What's the REAL reason for historians's hysterical misinformation??


A post on the legendary Joel Whitburn's music stastistics Record Research/Billboard books on here

http://bsnpubs.websitetoolbox.com/post/Whitburn-mistake-5552011?pid=1271091327[ and a few entries in his famed Billboard Record Research books that turned out to be red herrings has instigigateed this topic.

We all know that the kids stuff rep of cartoons, sweet or violent, got the shorts tarred in America thru the 1960s.
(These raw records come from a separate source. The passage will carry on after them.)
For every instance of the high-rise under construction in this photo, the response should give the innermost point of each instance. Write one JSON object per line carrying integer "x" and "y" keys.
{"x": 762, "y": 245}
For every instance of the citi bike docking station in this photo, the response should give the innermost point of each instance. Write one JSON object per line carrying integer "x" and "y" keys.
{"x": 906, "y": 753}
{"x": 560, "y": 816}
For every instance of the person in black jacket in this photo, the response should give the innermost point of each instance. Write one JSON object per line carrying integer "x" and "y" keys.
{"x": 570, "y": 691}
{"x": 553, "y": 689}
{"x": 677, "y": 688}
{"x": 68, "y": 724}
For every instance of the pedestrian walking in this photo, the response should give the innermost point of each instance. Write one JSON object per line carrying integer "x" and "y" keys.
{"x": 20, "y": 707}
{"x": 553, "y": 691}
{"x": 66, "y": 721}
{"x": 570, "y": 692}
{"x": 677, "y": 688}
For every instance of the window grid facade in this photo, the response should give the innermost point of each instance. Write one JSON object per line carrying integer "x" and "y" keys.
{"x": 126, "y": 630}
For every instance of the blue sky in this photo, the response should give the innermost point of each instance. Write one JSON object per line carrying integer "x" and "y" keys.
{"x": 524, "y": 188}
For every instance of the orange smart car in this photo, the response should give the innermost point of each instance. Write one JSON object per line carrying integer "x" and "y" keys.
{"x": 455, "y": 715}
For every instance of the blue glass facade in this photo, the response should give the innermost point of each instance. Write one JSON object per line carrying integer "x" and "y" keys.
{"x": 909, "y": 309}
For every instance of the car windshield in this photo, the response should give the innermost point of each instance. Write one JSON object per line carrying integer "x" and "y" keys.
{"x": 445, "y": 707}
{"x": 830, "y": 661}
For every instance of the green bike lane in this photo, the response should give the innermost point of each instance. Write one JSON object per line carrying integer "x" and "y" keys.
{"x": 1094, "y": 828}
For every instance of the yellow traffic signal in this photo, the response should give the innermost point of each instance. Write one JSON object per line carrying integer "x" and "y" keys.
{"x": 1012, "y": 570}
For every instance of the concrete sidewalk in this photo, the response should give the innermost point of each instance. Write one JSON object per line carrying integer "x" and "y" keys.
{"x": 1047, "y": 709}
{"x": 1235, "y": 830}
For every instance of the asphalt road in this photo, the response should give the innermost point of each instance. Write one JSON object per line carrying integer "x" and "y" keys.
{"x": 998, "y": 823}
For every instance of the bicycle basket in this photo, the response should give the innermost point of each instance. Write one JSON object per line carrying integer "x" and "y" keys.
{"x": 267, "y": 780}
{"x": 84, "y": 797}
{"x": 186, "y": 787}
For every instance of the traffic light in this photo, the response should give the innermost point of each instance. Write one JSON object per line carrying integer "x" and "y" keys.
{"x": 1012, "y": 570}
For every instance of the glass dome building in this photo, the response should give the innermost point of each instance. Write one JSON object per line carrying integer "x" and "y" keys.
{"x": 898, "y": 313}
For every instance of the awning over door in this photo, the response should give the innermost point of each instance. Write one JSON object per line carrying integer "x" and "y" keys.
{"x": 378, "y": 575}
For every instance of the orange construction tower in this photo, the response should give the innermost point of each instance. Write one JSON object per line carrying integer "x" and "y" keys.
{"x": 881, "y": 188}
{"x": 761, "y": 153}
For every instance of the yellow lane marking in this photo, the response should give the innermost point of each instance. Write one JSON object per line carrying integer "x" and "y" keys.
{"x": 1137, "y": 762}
We also know that skimpy credits led to wrong credits [five words: "Voice  Characterizations by Mel Blanc." And this "Film Editor" Treg Brown.The contractual or idiosyncratic practices. Short subjects like the Three Stooges at Columbia, which, showing the studio's own cheapness, only listed the stars, ntot he character actors/leading ladies of the live Stooges, so it wasn't just cartoon shorts with skimpy credits, likely stock-cues and sound effects on TV shows of the 1950s never got credited for the most part..]

Of course, then, it was okay, to deny credit for legal and contractual or other reasons, or to give somewhat undersating credits, this extending to not mentioning outisde "Now Hear This", 1963, that Treg Brown did SOUND EFFECTS, as well.

It seems any kinds of reason emrge from Jeff Lenburg: Example: "'Snoopy Come Home' [1972] ended tragically".[Not verbatim]. Many miscredits in the Lenburg books and in others. The usually accurate Graham Webb has, despite what animation fan "Sogturtle" has said in the old Termite Terrace Trading Post, wound up sadly wrong on voice credits. Not all, but a handful.

 All of this, of course, due to sloppy research, in short, or l.ack of interest, just wanting to show a hatrred or boredom of the subject [I know how that can be ] so as not to give any accurate data on the topic

BUT there is another, LEGITIMATE reason, getting back to showbiz, to animation, for having WRONG information. The attempt to stop plagiarism. [The link above at the start of this post would be the case, if you  wind up at "Whitburn Mistake"].


Many showbiz historians apparently have admitted to using false info to keep their books, in short, disctinctive, to track down those who would run off with the information.

[Keith Scott may take note here regaridng Graham Webb, that guesswork-both men certainly liked the cartoons, so ignorance wasn't a factor here!-may have not been the only reason for incorrect information in that Webb "The Animated Film Encyclopedia',2000, McFarlane Press].